Question

The new Fore and Aft Marina is to be located on the Ohio River near Madison, Indiana. Assume that Fore and Aft decides to build a docking facility where one boat at a time can stop for gas and servicing. Assume that arrivals follow a Poisson probability distribution, with an arrival rate of 5 boats per hour, and that service times follow an exponential probability distribution, with a service rate of 9 boats per hour. The manager of the Fore and Aft Marina wants to investigate the possibility of enlarging the docking facility so that two boats can stop for gas and servicing simultaneously.
Assume that the arrival rate is 5 boats per hour and that the service rate for each server is 9 boats per hour. What is the probability that the boat dock will be idle? If required, round your answer to two decimal places.

P0 =

What is the average number of boats that will be waiting for service? If required, round your answer to four decimal places

.Lq =

What is the average time a boat will spend waiting for service? If required, round your answer to four decimal places.

Wq =

What is the average time a boat will spend at the dock? If required, round your answer to four decimal places.

W =

If you were the manager of Fore and Aft Marina, would you be satisfied with the service level your system will be providing? why?

Answer 1

Answer:

a.  P0 = 0.5686

b Lq  = 0.0467

c. Wq 0.0093 hours

d. W= 0.1205 hours.

e. Yes

Explanation:

This is a case of a multiple-server queuing Model.

The average arrival rate, λ = 5 per hour .

The average service rate, µ = 9 per hour .

The number of servers (k) = 2 .

The ratio λ/µ = 5/9 = 0.556. The nearest value from the table (attached as image) is 0.55.

a.  P0 = 0.5686

b. Lq can be obtained using the formula below.

Lq = λ.μ((λ/μ))^s)P0 /((s-1)!(s.μ) - λ)^2)

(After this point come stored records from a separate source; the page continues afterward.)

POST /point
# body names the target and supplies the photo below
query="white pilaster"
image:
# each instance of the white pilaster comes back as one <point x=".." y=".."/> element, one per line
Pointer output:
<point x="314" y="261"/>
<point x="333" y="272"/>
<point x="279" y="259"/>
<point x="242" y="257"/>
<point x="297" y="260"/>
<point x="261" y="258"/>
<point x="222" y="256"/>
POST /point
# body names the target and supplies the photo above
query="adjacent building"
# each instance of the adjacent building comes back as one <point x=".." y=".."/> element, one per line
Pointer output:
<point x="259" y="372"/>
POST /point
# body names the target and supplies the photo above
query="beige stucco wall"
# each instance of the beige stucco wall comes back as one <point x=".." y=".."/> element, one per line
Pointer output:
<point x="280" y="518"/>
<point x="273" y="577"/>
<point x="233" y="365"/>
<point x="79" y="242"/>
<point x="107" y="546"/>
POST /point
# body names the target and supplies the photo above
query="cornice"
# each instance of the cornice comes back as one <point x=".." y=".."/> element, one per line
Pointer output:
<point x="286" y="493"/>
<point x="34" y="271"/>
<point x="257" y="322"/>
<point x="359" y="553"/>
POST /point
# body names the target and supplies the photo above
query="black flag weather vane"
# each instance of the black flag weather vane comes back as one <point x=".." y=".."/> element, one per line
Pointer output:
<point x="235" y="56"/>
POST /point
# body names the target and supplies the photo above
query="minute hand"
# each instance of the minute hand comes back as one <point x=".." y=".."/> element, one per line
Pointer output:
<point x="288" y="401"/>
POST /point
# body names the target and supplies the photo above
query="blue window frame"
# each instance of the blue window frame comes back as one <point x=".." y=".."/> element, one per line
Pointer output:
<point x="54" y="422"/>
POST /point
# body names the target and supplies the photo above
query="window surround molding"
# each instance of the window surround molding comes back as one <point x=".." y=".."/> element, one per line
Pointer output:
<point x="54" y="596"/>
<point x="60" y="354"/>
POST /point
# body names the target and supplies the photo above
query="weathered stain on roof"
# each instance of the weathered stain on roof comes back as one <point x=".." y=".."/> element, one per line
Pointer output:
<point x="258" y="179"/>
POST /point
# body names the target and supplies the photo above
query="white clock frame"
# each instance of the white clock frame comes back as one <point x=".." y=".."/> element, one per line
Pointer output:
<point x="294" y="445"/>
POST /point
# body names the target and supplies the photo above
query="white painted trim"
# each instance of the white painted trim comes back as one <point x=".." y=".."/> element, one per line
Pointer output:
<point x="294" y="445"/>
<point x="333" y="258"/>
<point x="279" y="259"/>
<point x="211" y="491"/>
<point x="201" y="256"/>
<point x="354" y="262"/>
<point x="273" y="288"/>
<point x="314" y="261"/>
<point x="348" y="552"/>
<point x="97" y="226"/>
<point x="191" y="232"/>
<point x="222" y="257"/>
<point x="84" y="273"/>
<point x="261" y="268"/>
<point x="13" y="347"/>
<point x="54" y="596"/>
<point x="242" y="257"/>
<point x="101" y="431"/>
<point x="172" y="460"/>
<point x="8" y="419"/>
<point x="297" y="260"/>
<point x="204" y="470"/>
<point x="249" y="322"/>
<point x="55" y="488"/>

Lq = 5*9*((5/9)^2)*0.5686/((2-1)!*(2*9 - 5)^2) = 0.0467

c. Wq can be obtained using the formula below

   Wq = Lq / λ = 0.0467/5 = 0.0093 hours

d. The average time a boat will spend at the dock, W

    W= Wq + 1/µ = 0.0093 + 1/9 = 0.1205 hours.

e. The average service time is 6 minutes (60/10), and the average waiting time is also 6 minutes. Since the average time, a boat will spend waiting is just 6 minutes, which is acceptable. Hence, the level of service is satisfactory.